Para muita gente, o rock and roll significa bandas que
vendem milhares de discos, que tem shows lotados em grandes espaços (arenas,
estádios), que são famosas em termos midiáticos e outras amenidades afins. Na
realidade, tal cenário representa uma exceção dentro da história desse gênero
musical, pois grande parte do que se já fez de melhor no rock está vinculado a
situações como a de tocar em muquifos para algumas dezenas, não ter vendagens
expressivas de suas gravações, ser ignorado pela imprensa e pelo público “normal”.
Ok, também é recorrente dizer que o rock foi absorvido pelo sistema, mas ele
sempre trará dentro de si um certo aspecto de marginalidade e contestação.

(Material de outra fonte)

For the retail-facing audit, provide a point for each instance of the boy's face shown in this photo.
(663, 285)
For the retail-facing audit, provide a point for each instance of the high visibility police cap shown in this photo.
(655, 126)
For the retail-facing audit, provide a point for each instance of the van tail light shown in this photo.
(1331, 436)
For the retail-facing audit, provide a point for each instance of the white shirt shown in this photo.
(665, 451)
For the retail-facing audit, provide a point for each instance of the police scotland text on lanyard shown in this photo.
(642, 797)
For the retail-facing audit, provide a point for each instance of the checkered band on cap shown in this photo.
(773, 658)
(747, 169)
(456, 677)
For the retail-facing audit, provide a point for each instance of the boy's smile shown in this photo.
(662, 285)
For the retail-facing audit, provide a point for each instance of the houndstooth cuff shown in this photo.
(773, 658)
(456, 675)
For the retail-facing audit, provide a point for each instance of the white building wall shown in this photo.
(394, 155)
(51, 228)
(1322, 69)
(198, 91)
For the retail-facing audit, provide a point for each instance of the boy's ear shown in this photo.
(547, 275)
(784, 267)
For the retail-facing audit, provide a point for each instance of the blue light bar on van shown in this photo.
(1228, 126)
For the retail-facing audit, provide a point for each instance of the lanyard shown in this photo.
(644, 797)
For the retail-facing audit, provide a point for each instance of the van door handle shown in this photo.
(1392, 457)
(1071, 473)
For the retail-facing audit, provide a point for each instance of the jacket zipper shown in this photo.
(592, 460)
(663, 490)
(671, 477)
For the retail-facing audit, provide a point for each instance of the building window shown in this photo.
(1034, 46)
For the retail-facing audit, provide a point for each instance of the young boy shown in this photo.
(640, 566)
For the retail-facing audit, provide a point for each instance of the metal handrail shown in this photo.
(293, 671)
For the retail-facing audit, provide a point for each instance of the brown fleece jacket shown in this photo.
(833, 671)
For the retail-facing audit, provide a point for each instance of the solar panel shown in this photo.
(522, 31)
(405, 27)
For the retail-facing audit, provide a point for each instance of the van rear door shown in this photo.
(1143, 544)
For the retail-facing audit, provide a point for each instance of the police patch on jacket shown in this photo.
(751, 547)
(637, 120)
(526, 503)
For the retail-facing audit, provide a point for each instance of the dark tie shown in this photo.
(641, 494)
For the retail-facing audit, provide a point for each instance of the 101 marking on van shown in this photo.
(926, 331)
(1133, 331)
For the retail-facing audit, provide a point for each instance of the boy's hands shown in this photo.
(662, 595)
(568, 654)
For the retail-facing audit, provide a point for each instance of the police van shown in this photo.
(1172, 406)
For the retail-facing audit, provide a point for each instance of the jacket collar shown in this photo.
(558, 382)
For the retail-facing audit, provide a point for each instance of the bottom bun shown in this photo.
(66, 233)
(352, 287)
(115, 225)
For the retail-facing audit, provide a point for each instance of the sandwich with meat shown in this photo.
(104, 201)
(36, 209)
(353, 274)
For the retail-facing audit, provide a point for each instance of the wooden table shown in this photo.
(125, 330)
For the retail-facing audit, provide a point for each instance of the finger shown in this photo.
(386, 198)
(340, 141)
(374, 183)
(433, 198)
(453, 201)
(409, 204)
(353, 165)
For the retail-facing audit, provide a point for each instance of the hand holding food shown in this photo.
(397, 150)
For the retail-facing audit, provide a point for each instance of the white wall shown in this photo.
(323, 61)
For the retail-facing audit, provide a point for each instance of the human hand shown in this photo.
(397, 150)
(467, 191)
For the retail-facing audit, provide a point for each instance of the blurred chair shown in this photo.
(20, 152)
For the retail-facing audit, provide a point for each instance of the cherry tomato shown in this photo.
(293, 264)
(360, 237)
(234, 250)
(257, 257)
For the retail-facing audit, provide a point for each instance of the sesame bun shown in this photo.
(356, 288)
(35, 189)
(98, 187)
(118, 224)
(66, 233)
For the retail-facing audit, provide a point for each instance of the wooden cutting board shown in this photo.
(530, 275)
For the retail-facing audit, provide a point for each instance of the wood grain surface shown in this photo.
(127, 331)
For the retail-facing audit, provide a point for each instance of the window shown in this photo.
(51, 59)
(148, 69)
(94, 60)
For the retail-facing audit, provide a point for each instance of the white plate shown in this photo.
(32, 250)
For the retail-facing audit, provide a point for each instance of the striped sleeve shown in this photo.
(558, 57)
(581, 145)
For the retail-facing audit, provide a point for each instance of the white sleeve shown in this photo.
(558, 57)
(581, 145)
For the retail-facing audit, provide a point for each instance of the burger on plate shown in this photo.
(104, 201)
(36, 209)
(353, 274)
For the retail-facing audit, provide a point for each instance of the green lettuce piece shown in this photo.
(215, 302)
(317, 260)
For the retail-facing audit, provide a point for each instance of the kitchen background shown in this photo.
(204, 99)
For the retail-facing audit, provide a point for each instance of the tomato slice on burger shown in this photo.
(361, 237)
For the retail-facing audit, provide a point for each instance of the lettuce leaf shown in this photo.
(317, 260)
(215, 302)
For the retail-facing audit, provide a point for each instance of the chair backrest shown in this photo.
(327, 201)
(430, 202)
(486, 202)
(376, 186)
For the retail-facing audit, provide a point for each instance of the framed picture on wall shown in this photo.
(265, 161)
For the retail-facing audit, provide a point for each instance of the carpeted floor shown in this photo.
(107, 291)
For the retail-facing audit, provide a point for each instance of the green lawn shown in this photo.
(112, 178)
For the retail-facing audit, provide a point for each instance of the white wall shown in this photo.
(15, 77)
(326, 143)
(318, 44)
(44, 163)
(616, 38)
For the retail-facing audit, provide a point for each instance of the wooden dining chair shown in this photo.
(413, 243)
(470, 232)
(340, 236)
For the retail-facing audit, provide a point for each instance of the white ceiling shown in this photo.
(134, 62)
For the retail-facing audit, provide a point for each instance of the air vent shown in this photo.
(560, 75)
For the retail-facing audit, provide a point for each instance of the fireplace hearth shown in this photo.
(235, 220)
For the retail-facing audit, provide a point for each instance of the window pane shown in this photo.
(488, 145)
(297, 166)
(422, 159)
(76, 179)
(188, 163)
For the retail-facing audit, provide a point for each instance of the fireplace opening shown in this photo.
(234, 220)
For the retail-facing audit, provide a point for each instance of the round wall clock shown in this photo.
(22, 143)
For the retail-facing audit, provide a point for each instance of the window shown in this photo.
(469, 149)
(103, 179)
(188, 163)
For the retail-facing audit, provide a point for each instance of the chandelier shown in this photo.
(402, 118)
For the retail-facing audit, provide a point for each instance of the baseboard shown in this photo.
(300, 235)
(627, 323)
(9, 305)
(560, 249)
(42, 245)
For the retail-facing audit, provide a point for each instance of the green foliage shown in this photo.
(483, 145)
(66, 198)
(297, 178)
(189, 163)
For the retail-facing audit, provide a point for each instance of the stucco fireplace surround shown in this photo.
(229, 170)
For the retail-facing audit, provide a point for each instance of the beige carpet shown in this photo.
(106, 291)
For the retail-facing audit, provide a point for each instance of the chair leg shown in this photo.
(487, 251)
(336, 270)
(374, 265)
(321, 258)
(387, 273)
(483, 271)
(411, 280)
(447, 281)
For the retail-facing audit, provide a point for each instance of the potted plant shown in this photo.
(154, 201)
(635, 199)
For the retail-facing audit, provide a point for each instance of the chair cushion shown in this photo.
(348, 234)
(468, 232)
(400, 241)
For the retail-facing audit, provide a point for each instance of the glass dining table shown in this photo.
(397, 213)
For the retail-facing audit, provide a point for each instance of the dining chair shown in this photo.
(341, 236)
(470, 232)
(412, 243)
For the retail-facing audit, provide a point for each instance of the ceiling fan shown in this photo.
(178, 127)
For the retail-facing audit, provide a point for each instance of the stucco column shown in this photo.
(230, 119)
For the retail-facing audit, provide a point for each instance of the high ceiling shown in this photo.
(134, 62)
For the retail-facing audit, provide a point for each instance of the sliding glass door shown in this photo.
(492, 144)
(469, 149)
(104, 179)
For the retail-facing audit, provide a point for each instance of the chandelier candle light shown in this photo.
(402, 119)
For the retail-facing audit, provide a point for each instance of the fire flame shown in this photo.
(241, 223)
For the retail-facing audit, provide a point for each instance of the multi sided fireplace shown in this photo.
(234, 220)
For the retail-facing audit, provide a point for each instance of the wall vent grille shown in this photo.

Por
isso que o documentário “Time will burn” (2016) consegue ser tão cativante. O
filme retrata um recorte temporal e territorial bem delimitado – o cenário
underground de bandas paulistas e cariocas no período de 1990 a 1994 que se
aventuravam dentro um som barulhento bastante influenciado por grupos
estrangeiros como Jesus and Mary Chain, My Bloody Valentine e Stooges. Cantando
em inglês e desenvolvendo suas carreiras dentro de um esquema independente
envolvendo gravações em cassetes “demo” ou discos por selos alternativos, apresentações
em pequenos bares e boates e divulgação por fanzines, cartazes e flyers
xerocados, nenhuma delas atingiu o sucesso comercial ou entrou para os anais da
história “oficial” do rock and roll, mas acabaram se tornando cultuadas e
influentes para alguns de seus seguidores. Para contar essa história, os
diretores Marko Panayotis e Otávio Sousa articulam uma narrativa eficaz e
envolvente e um acabamento estético que sabe sintetizar requinte e o espírito “do
it yourself”, concentrando-se basicamente na trajetória das quatros principais
bandas desse movimento (Pin Ups, Killing Chainsaw, Mickey Junkies e Second
Come) e sabendo valorizar a crueza e espontaneidade nas filmagens de
depoimentos e os impressionantes registros de época com as apresentações de
tais bandas. Além disso, o filme consegue amarrar um coerente conceito existencial
e artístico que dá a devida dimensão histórica daquele fenômeno cultural,
mostrando como ele ainda é ressonante na atualidade.